• Science Fiction, Glossy Reality

    28 February 2019

      

    A themed cinema space takes patrons on interstellar journey of light and sound that far exceeds the price of admission.

    At the time of its release in 2014, the Empire magazine review of Interstellar, starring spaceman Matthew McConaughey, called the feature film “brave, barmy and beautiful to behold”. No surprises that the future-focused, uber-creative Alexander Wong Architects should mimic that movie’s wormhole motif in a restroom in a Xinjiang cinema complex.

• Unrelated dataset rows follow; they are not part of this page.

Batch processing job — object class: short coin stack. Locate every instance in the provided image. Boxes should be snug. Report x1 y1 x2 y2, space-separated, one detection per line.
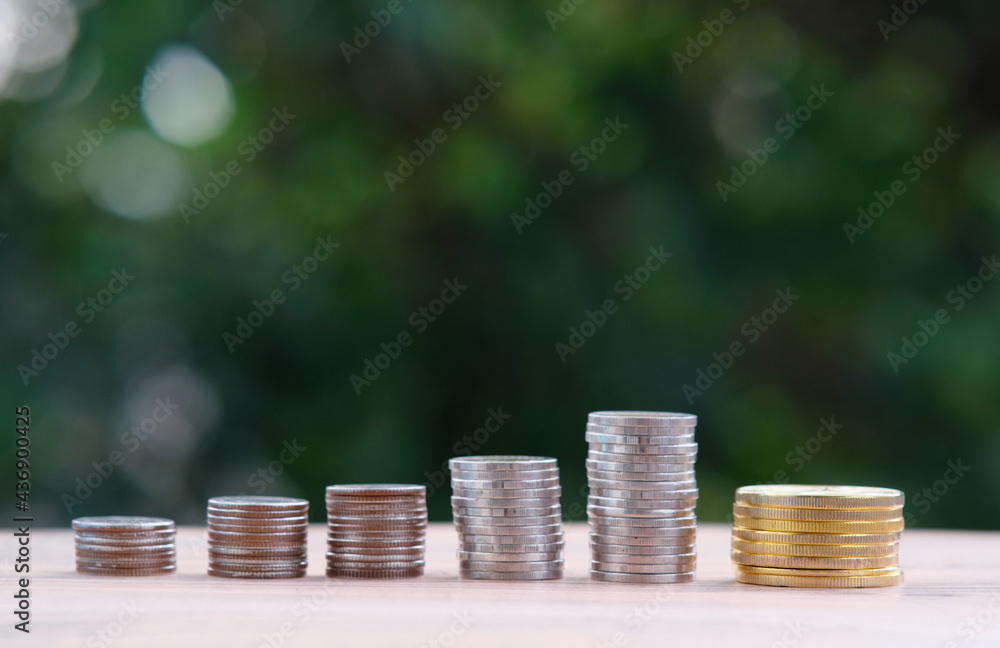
448 455 564 580
326 484 427 578
732 484 904 588
73 516 177 576
586 412 698 583
208 495 309 578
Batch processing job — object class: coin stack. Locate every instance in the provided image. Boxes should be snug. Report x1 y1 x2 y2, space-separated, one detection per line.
586 412 698 583
732 484 904 588
208 495 309 578
448 456 564 580
73 516 177 576
326 484 427 578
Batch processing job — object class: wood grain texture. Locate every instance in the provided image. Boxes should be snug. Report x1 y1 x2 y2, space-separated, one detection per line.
0 524 1000 648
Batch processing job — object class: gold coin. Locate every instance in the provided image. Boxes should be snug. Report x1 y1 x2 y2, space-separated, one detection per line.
733 515 903 534
731 549 899 569
736 565 900 578
736 566 903 589
733 527 902 546
733 502 903 522
733 538 899 558
736 484 905 510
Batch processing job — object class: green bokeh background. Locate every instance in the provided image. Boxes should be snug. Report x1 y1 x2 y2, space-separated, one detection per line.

    In a sequel to their 2014 work at Urumqi, northwestern China, for Sunway Movie Park, Alexander Wong recently launched STAR X. This futuristic-looking concept takes imagery from science-fiction movies and creates an extreme experience for movie-goers based around the theme Landing on Mars.

    Star Struck

    Woven into the interior design are ideas and imagery from some of the great science-fiction films. Beginning with Interstellar, there’s a striking neon blue portal at the entrance of the cosmic restrooms in LED lighting.

    STAR X has liberal splashes of Star Wars storylines, with the Neon Sabre Ceiling and Sky-Walk Gallery central to the design. We’re told too, there are ideas inspired by 2001: A Space Odyssey, odes to String Theory constructed in Corian, the “Enterprise” cinema house pattern from the Star Trek series, and wayfinding details from the Alien film franchise.

    Space, Time, Fabric

    Completed just this year, STAR X cost US$2 million to build. There are eight cinemas in the complex that spans a little more than 3,200 square meters. Alexander Wong tells PRC Magazine the floor plan was divided into narrow spaces, crimping the planning for grand lobbies and smooth circulation. Columns were “made to disappear” or integrated into the design.

    The studio has integrated a set of luxury touches with otherwise far more mundane materials to create this otherworldly setting.

    Lights and action

    There are liberal amounts of LED lighting, moulded fibreglass, blackened glass, acrylic and acoustic panels. These near ubiquitous materials are interspersed with black marble, rose gold wire, stainless steel and reconstituted stone in turquoise blue.

    “We have phenomenal lighting on this project,” says Wong. “It harks back to the obsession for neon lighting in the Hollywood films of the 1970s and 1980s, when a lot of the classic science-fiction movies were created. Neon is dated as a technology and we replaced it with LED lighting.” The result is an expression of what Wong calls “Future-Retro”.

    “With what’s happening in America, I think the 1980s are very much back in style but this time with a new twist,” he says. “It the same too in today’s pop culture and fashion. The neon lighting, garish colours, bold shapes and clashing styles all come to mind.”